Reprinted with permission from Cyber|Show.

Figure 1: "All good things must pass"

After seeing how far Google search had come from the original WWW page, I recently wrote in the Times Higher Education on the demise of coherent and reproducible research methods in universities around the world.

Seemingly for years, Google search has been in decline, like this Reddit post of Philip K. Fry is typical, as it notes;

…in recent months Google search has become increasingly useless. Key search terms are ignored completely as are search operators such as quotation marks, plus and negative signs, etc. Even switching to verbatim rarely helps.

We've long been familiar with Google's callous, almost anti-intellectual and anti-humanist relation to the value of knowledge and culture by it's willingness to put advertisers' opinions above common facts and to ride roughshod over the values of its users as seen in the famous Google Graveyard.

Research now confirms it. A longitudinal study of SEO search engine spam by Leipzig University shows Google search returns low-quality nonsense generated by AI robots.

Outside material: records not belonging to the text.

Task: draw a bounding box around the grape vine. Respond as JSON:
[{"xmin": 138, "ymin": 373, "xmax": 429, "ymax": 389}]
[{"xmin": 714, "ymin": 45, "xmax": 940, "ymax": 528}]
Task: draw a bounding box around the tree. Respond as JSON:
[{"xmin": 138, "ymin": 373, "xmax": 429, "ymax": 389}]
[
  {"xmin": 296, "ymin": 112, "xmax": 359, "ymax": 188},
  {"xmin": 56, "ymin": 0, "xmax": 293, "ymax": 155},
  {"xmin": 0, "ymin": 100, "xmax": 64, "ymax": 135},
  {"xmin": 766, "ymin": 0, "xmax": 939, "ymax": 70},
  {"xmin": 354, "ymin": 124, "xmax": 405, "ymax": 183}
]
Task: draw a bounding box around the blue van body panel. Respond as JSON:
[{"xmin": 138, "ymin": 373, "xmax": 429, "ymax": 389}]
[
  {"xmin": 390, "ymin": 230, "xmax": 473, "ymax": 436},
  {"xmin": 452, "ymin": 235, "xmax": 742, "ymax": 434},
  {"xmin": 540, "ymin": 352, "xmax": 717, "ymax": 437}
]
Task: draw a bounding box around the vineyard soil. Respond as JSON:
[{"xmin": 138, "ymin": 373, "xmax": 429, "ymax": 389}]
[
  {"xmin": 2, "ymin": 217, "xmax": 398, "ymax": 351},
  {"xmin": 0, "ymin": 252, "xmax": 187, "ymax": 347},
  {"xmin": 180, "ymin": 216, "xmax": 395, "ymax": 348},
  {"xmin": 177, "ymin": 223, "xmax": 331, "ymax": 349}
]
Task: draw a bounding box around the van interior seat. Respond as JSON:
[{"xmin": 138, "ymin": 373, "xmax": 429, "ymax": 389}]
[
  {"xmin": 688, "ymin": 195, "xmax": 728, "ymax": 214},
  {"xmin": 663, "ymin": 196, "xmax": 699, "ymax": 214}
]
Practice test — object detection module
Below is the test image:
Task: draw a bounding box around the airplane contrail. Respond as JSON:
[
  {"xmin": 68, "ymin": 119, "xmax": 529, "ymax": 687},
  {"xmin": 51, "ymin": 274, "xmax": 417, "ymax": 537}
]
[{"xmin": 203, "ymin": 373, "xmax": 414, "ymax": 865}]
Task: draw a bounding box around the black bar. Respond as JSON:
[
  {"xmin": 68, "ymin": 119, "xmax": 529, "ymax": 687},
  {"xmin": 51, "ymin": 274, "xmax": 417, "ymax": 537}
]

For me, a better take by The Atlantic is simply that the Web Grew Up. Anyway, finally in 2024 Google made it official; it's splitting up with "The World Wide Web". Or rather, like someone sensing they are about to be dumped, who rage-quits a relationship first, Google decided to jump rather than be pushed.

Google web search is dead.

Google started life as an index, built by crawlers. It's unique selling point in the 1990s was a filtering algorithm that reliably selected more relevant content based on the link-degree.

But Google was soon uncomfortable with that. For one thing, they do not get to control the content, only filter it. That's annoying when your business model is placing advertisements rather than charging content creators or seekers.

Other than the laughable "Don't be evil" motto of yore, people relate to Google by their quest to "Organize the world's information…".

But that implies more than mere indexing. For one thing, it implies that said "information" belongs to the world, at least if possessive apostrophes still count for anything.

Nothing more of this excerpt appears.